In subjects like Differential Geometry/ General Topology one often constructs for each $x$ in a space $X$ a set $U_x$ satisfying certain properties. Examples where one does constructions like this:
- Deducing that every open cover of a second countable space has a countable subcover.
- Proving that any covering space of a topological $n$ - manifold is second countable.
I am interested in whether there are any set theoretic issues like say use of the axiom of choice. In particular, how can we say "for each $x$ construct a set $U_x$.." simultaneously for all $x \in X$?
Also, my set theory is not so deep but I know that assuming that the set of all sets is a set leads to a contradiction in the style of Russell's paradox. However somehow it still makes sense to speak of a "maximal smooth atlas containing a given atlas" of a smooth manifold, or all closed sets containing a given set in a topological space.
Why is there no problem in doing this and we don't get to a situation like Russell's paradox?
In general, one needs the axiom of choice to choose $U_x$'s as in your question, but in certain cases one can be more explicit and thus avoid the axiom of choice.
Your second example requires some form of the axiom of choice. Specifically, it is consistent with ZF to have a countable sequence of pairwise disjoint $2$-element sets $P_0,P_1,\dots$ with no selector (i.e., no set consisting of exactly one element from each of the pairs $P_n$). In this situation, let $X$ be the union of the $P_n$'s, with the discrete topology, also give $\mathbb N$ the discrete topology, and let $f:X\to\mathbb N$ send the two elements of any $P_n$ to $n$. Then $f$ is a $2$-to-$1$ covering map, $\mathbb N$ is obviously second countable, but $X$ is not second countable (any basis for its topology would have to include all the singletons and would thus give an enumeration of $X$, contrary to the non-existence of a choice function for the pairs $P_n$).

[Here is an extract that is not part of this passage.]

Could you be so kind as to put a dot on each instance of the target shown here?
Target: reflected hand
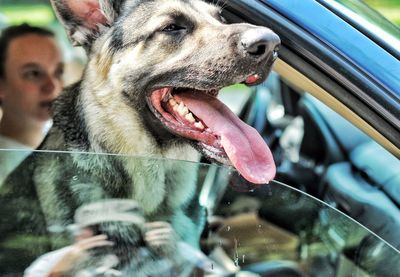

I suspect that your first example also requires some form of the axiom of choice, but I don't immediately see a counterexample.
EDIT: Now I see a counterexample for the first one. Work in Cohen's first model for the failure of choice. This model contains a set $A$ of mutually generic Cohen subsets of $\mathbb N$ such that $A$ has no countably infinite subset. It follows from genericity that $A$ is a covering of $\mathbb N$ but any countable subfamily, being finite, fails to cover $\mathbb N$. Giving $\mathbb N$ the discrete topology, we get an open cover $A$ with no countable subcover, even though $\mathbb N$ is trivially second countable.